Ultimately, the game publishers’ attitude seems to be: “It’s our way or the highway…and we’ve directed the highway so that it only leads back to us.”
So is it our fault we’re losing the rights to our games?
…Maybe. As end-users, it is our responsibility to understand and, if need be, protest unbalanced consumer agreements. We’ve got to watch out for ourselves. The game publishers need our money, not the other way around. If we don’t draw a line in the sand and stand up for ourselves, then who will?
But, on the other side of the coin, are the game publishers wrong for wanting to retain rights and ownership of the games they spend ever-increasing amounts of time, money and manpower creating?
…Not necessarily. Video games have never been cheap to finance nor easy to produce. Exceptions to the rule aside, it takes a small army of very skilled people to make a video game—yes, even a bad video game. There are sometimes “cookie cutter” games with little originality and even less worth, and there are sometimes shining, brilliant games that are pure labors of love. But even labors of love are still labors. And in today’s global economic market, in today’s world of hackers and digital piracy, with the potential to lose money on hard-wrought products whose projected revenue may make or break your entire company—and, consequently, the lives of its employees (game publishers are still people, after all)—the stakes of the industry are frighteningly high.
And those who illegally download games aren’t helping things on either end. They’re only making it worse. Spend two years and millions of dollars producing a game only to have it stolen and posted for free download on the internet and…well…I’d probably be looking to lock down the rights to my product as well.
Does that mean I’d want to own games you bought from me with your hard-earned money, I doubt it.

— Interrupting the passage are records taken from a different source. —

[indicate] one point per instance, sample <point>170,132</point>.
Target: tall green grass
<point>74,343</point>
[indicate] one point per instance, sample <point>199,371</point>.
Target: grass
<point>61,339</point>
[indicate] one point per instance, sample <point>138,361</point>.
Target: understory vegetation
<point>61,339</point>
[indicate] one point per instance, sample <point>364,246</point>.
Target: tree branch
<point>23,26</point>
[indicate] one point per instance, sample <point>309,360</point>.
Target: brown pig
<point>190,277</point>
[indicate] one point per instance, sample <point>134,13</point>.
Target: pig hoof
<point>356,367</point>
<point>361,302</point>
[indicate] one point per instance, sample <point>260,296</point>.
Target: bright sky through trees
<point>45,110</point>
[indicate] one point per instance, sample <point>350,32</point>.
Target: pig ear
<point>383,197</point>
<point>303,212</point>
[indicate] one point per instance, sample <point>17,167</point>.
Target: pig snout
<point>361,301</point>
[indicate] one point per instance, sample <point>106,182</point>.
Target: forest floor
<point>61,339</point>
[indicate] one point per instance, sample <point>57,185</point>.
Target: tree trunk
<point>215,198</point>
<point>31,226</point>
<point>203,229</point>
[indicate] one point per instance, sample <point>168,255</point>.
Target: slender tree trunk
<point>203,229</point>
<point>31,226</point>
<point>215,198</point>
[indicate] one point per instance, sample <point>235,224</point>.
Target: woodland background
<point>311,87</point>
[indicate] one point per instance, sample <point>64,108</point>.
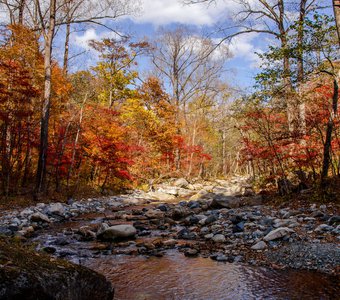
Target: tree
<point>45,16</point>
<point>273,18</point>
<point>115,69</point>
<point>336,7</point>
<point>186,64</point>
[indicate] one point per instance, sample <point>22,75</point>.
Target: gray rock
<point>219,238</point>
<point>154,214</point>
<point>33,276</point>
<point>39,217</point>
<point>191,253</point>
<point>26,212</point>
<point>117,231</point>
<point>278,233</point>
<point>181,182</point>
<point>160,196</point>
<point>334,220</point>
<point>259,246</point>
<point>55,209</point>
<point>221,201</point>
<point>323,228</point>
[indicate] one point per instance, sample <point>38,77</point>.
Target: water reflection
<point>177,277</point>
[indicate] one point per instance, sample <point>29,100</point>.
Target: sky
<point>240,67</point>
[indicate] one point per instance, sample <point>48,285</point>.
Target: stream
<point>177,277</point>
<point>174,276</point>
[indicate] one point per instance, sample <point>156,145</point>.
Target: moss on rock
<point>26,274</point>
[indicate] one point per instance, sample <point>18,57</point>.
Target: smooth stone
<point>278,233</point>
<point>259,246</point>
<point>219,238</point>
<point>117,231</point>
<point>39,217</point>
<point>181,182</point>
<point>191,253</point>
<point>55,209</point>
<point>221,201</point>
<point>154,214</point>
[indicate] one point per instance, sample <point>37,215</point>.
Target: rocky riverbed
<point>221,220</point>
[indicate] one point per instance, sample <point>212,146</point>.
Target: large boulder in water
<point>221,201</point>
<point>116,231</point>
<point>28,275</point>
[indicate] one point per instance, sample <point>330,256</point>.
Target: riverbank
<point>222,220</point>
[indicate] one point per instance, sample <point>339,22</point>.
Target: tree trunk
<point>21,12</point>
<point>224,153</point>
<point>44,123</point>
<point>67,43</point>
<point>336,8</point>
<point>327,146</point>
<point>300,69</point>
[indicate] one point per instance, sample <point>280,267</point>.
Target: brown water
<point>177,277</point>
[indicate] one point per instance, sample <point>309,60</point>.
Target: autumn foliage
<point>105,131</point>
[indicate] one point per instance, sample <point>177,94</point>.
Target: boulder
<point>181,182</point>
<point>259,246</point>
<point>158,195</point>
<point>39,217</point>
<point>179,212</point>
<point>219,238</point>
<point>117,231</point>
<point>154,214</point>
<point>25,274</point>
<point>202,194</point>
<point>56,209</point>
<point>220,201</point>
<point>278,233</point>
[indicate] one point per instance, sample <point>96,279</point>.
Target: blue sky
<point>241,67</point>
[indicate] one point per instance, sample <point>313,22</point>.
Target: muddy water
<point>177,277</point>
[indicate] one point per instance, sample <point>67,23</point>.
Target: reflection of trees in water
<point>290,284</point>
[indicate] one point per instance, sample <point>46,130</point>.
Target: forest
<point>112,126</point>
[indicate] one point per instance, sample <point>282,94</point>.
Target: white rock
<point>56,209</point>
<point>181,182</point>
<point>160,196</point>
<point>219,238</point>
<point>118,231</point>
<point>154,214</point>
<point>259,246</point>
<point>39,217</point>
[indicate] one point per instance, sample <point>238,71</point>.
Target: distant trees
<point>45,16</point>
<point>190,66</point>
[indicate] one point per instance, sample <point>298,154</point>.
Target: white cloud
<point>242,47</point>
<point>83,40</point>
<point>163,12</point>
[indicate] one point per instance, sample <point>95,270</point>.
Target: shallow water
<point>177,277</point>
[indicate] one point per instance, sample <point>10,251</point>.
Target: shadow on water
<point>177,277</point>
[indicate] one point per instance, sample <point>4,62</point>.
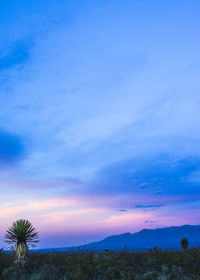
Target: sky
<point>99,117</point>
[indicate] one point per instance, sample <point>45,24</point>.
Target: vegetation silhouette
<point>19,237</point>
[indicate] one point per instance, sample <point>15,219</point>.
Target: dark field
<point>162,265</point>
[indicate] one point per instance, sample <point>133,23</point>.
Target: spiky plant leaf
<point>21,235</point>
<point>21,231</point>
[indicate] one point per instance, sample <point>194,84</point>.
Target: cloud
<point>16,54</point>
<point>148,206</point>
<point>12,148</point>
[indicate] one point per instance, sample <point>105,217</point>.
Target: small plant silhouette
<point>184,243</point>
<point>19,237</point>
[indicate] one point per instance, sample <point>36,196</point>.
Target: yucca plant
<point>19,238</point>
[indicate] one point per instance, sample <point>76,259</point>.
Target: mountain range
<point>164,238</point>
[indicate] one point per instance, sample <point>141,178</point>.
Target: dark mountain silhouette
<point>164,238</point>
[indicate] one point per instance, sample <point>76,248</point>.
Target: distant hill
<point>164,238</point>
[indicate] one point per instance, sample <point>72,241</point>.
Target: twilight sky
<point>99,116</point>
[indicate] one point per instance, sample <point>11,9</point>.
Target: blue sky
<point>99,106</point>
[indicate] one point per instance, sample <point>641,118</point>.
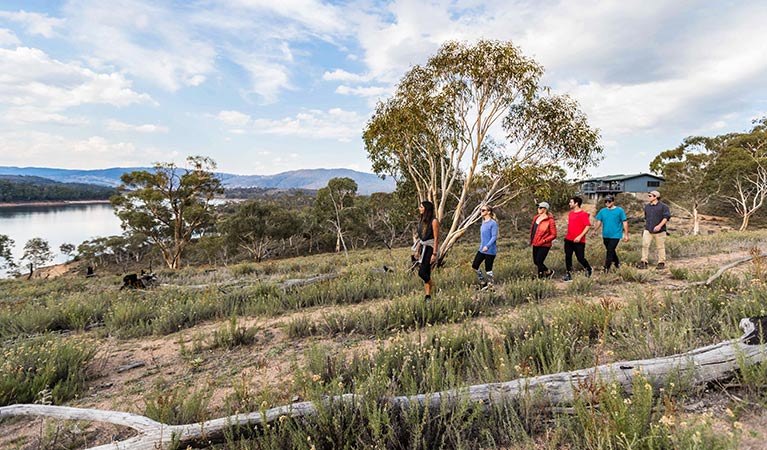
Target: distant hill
<point>312,179</point>
<point>20,188</point>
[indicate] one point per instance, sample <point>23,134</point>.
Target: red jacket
<point>546,232</point>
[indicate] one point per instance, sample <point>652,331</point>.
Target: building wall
<point>640,184</point>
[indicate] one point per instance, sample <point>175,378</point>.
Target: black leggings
<point>424,271</point>
<point>579,248</point>
<point>479,257</point>
<point>611,257</point>
<point>539,256</point>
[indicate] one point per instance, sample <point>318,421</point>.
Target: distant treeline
<point>14,188</point>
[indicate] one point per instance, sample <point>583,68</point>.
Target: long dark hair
<point>427,217</point>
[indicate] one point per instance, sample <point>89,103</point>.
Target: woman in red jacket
<point>542,232</point>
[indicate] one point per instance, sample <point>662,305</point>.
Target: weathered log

But I think I can begin to understand those who do want that control.
So who’s right and who’s wrong in all of this? Hell if I know. All I know for certain is that I’m thirty-two years old now. It’s the oldest I’ve ever been at this point and, in my opinion, it’s a damned good age to be—I have money to buy a lot more games than when I was nine. I still own my copy of The Legend of Zelda and I’d like to say I own that copy of Portal I downloaded from Steam as well.
One is buried in a storage building, the other is buried in the bits and bytes of my hard drive. But, still, I paid for them both. I believe I should own them both.
-Modern Geek
…And, Shauna, if you’re reading this, good luck with that alpaca farm.